Wednesday, January 18, 2012

When to toss Leftovers?

"Leftovers make you feel good twice. First, when you put it away, you feel thrifty and intelligent: ‘I’m saving food!’ Then a month later when blue hair is growing out of the ham, and you throw it away, you feel really intelligent: ‘I’m saving my life!’"
– George Carlin
Question: "When do I throw out leftovers"? has a simple answer, "If in doubt - throw it out". 

Don't rely on taste or smell or looks. Food may contain an unhealthy level of bacteria yet give no clue after several days.

A more detailed answer is, "it is best to eat leftovers within 2 days. Some items may still be safe after 3-5 days."

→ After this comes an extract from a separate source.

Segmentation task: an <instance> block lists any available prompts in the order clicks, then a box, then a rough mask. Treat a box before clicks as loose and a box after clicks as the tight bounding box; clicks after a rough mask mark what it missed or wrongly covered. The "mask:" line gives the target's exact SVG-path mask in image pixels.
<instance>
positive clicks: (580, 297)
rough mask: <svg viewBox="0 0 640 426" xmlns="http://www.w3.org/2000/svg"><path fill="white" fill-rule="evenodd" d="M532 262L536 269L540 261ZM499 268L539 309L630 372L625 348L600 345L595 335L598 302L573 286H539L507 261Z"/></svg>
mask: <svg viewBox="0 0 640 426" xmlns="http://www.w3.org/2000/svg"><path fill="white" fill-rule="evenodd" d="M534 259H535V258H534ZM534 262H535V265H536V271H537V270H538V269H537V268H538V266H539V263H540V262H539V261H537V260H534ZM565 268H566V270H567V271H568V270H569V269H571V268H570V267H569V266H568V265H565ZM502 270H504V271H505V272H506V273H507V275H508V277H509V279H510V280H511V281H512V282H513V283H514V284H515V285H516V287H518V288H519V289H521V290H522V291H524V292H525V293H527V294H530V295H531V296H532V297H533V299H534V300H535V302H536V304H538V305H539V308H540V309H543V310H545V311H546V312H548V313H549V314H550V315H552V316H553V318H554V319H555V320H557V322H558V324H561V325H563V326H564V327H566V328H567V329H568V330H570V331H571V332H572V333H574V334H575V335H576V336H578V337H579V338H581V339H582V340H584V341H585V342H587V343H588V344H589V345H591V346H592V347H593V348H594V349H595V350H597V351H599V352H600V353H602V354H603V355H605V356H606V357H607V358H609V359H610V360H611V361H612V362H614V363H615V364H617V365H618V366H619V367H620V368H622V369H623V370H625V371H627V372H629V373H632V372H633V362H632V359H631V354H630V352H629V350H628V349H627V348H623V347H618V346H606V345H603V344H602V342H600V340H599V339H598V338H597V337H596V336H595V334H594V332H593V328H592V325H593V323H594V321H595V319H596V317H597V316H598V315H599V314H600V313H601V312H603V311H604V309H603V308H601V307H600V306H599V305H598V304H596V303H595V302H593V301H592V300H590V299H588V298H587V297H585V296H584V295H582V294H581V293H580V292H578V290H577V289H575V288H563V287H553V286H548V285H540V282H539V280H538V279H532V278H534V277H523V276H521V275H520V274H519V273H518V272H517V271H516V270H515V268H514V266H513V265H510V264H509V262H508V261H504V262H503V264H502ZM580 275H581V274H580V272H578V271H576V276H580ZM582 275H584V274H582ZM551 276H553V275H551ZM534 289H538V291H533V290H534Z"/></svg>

Raw foods from potentially dirty environments have a higher risk of contamination. These include fresh poultry & fish & other seafood (shrimp, scallops, squid, and shucked clams, mussels, and oysters). Don't keep these items in a fridge for more than a day (two at most).  Fresh (raw) ground meat and chopped meat (stew chunks) are equally at risk with more surface area exposed for bacteria growth.

Cooked foods will usually keep for 3 days (5 at most).

There are some foods that are are designed/created for a slightly longer shelf life:
hard cheese: 3 to 4 weeks
soft cheese: 1 week
yogurt: 1 - 2 weeks

Advice for Storing Leftovers

Begin with a clean container with an airtight seal. For items still hot, use shallow containers or divide the food into smaller portions so the center of the leftover can cool quickly. Some experts suggest waiting until steam has stopped rising from food before putting it into the refrigerator so that you don’t heat up your refrigerator. But don't wait too long.
"If food has been left out for longer than 2 hours, don’t put it back in the refrigerator, and don’t keep it for later. It’s not safe to eat." - TasteOfHome
"If food is left at room temperature for more than two hours, (one hour in hot weather) bacteria can grow to harmful levels, making it unsafe to eat." - European Food Information Council
Other experts discourage cooling leftovers on the kitchen counter but instead recommend putting warm leftovers quickly in the fridge. Bacteria are like Golilocks and love warm food (not too cold and not too hot) and grow quickly at a temperature that's "just right". My mother is a stickler when it comes to food safety. My wife & I were surprised when she took the hot bucket of Kentucky Fried Chicken we had purchased for a picnic, transfered it to tupperware, and then put that in a cooler with ice, because it would take us a few hours to reach the picnic site.

The quote at top comes from a George Carlin routine called Ice Box Man which I recommend.